[TensorExpr] Fix min and max for integral inputs in CUDA backend (#44984)
Summary:
For integral types, isnan is meaningless. Provide specializations for
maximum and minimum which don't call it.
Pull Request resolved: https://github.com/pytorch/pytorch/pull/44984
Test Plan: python test/test_jit_fuser_te.py -k TestTEFuser.test_minmax_int_ops
Reviewed By: ezyang
Differential Revision: D23885259
Pulled By: asuhan
fbshipit-source-id: 2e6da2c43c0ed18f0b648a2383d510894c574437
diff --git a/test/test_jit_fuser_te.py b/test/test_jit_fuser_te.py
index dc7e67a..6fab650 100644
--- a/test/test_jit_fuser_te.py
+++ b/test/test_jit_fuser_te.py
@@ -537,6 +537,45 @@
)
@unittest.skipIf(not RUN_CUDA, "fuser requires CUDA")
+ def test_minmax_int_ops(self):
+ def apply(fn):
+ return lambda x, y, z: fn(fn(x, y), z)
+
+ dtypes = [
+ torch.int8,
+ torch.uint8,
+ torch.int16,
+ torch.int32,
+ torch.int64,
+ torch.bool,
+ ]
+ binary_ops = [
+ torch.min,
+ torch.max
+ ]
+ devices = ["cuda"]
+ for dtype, op, device in product(dtypes, binary_ops, devices):
+ try:
+ x = self.data_for(dtype, device)
+ y = self.data_for(dtype, device)
+ z = self.data_for(dtype, device)
+ fn = apply(op)
+ ref = fn(x, y, z)
+ except Exception:
+ # If eager mode doesn't support a dtype/op/device combo,
+ # neither does the fuser.
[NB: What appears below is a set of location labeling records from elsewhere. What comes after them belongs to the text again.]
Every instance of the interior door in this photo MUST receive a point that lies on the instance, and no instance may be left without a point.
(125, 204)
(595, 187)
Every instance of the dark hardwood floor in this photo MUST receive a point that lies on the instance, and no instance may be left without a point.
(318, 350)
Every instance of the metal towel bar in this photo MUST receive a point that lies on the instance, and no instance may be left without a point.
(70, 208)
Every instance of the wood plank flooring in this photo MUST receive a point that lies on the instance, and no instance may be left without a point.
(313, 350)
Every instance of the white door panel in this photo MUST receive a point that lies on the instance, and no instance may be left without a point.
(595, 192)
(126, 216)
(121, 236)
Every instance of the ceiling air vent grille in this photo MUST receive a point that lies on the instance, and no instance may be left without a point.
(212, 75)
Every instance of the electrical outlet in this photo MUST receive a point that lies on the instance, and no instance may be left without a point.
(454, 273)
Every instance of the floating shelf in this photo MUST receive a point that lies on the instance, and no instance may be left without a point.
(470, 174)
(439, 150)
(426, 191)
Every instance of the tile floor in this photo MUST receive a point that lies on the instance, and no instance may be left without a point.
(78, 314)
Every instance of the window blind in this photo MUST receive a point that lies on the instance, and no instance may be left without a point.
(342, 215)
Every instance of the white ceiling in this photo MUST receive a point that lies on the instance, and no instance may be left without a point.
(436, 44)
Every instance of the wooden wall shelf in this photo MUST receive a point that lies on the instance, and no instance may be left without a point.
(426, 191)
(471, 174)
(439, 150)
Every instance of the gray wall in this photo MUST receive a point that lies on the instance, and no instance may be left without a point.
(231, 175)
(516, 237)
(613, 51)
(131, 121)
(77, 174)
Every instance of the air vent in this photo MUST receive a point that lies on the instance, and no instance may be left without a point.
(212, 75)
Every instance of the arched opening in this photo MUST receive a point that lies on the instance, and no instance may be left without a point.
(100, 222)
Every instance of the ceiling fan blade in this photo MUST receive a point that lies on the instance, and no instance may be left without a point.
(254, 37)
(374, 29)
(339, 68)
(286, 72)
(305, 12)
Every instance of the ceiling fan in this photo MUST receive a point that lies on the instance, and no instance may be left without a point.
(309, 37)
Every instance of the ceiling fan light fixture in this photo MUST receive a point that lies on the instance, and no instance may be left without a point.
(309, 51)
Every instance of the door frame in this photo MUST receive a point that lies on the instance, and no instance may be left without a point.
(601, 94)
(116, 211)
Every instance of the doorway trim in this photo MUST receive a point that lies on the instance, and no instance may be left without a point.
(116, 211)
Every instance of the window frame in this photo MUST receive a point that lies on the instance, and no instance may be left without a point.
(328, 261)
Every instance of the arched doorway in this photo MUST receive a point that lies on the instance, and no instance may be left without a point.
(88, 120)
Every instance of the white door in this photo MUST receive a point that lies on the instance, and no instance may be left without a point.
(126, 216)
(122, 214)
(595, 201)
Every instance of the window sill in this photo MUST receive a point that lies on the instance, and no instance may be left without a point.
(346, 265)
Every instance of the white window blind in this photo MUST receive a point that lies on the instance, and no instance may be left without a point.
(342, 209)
Catch everything to avoid needing to
+ # guess what errors might be thrown by eager.
+ continue
+ try:
+ t = torch.jit.trace(fn, (x, y, z))
+ self.assertEqual(ref, t(x, y, z))
+ self.assertAllFused(t.graph_for(x, y, z))
+ except Exception as e:
+ raise RuntimeError(
+ " ".join(["Failed:", str(dtype), op.__name__, device])
+ )
+
+ @unittest.skipIf(not RUN_CUDA, "fuser requires CUDA")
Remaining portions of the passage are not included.